Matthias Karlbauer, Tobias Menge, Sebastian Otte et al.

Knowledge about the hidden factors that determine particular system dynamics is crucial for both explaining them and pursuing goal-directed interventions. Inferring these factors from time series data without supervision remains an open challenge. Here, we focus on spatiotemporal processes, including wave propagation and weather dynamics, for which we assume that universal causes (e.g. physics) apply throughout space and time. A recently introduced DIstributed SpatioTemporal graph Artificial Neural network Architecture (DISTANA) is used and enhanced to learn such processes, requiring fewer parameters and achieving significantly more accurate predictions compared to temporal convolutional neural networks and other related approaches. We show that DISTANA, when combined with a retrospective latent state inference principle called active tuning, can reliably derive location-respective hidden causal factors. In a current weather prediction benchmark, DISTANA infers our planet's land-sea mask solely by observing temperature dynamics and, meanwhile, uses the self inferred information to improve its own future temperature predictions.

Matthias Karlbauer, Sebastian Otte, Hendrik P. A. Lensch et al.
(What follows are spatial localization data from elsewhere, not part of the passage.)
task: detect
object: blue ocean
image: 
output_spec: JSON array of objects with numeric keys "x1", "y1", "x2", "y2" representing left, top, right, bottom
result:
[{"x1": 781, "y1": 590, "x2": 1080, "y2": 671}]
The novel DISTributed Artificial neural Network Architecture (DISTANA) is a generative, recurrent graph convolution neural network. It implements a grid or mesh of locally parameterizable laterally connected network modules. DISTANA is specifically designed to identify the causality behind spatially distributed, non-linear dynamical processes. We show that DISTANA is very well-suited to denoise data streams, given that re-occurring patterns are observed, significantly outperforming alternative approaches, such as temporal convolution networks and ConvLSTMs, on a complex spatial wave propagation benchmark. It produces stable and accurate closed-loop predictions even over hundreds of time steps. Moreover, it is able to effectively filter noise -- an ability that can be improved further by applying denoising autoencoder principles or by actively tuning latent neural state activities retrospectively. Results confirm that DISTANA is ready to model real-world spatio-temporal dynamics such as brain imaging, supply networks, water flow, or soil and weather data patterns.

Matthias Karlbauer, Sebastian Otte, Hendrik P. A. Lensch et al.

We introduce a distributed spatio-temporal artificial neural network architecture (DISTANA). It encodes mesh nodes using recurrent, neural prediction kernels (PKs), while neural transition kernels (TKs) transfer information between neighboring PKs, together modeling and predicting spatio-temporal time series dynamics. As a consequence, DISTANA assumes that generally applicable causes, which may be locally modified, generate the observed data. DISTANA learns in a parallel, spatially distributed manner, scales to large problem spaces, is capable of approximating complex dynamics, and is particularly robust to overfitting when compared to other competitive ANN models. Moreover, it is applicable to heterogeneously structured meshes.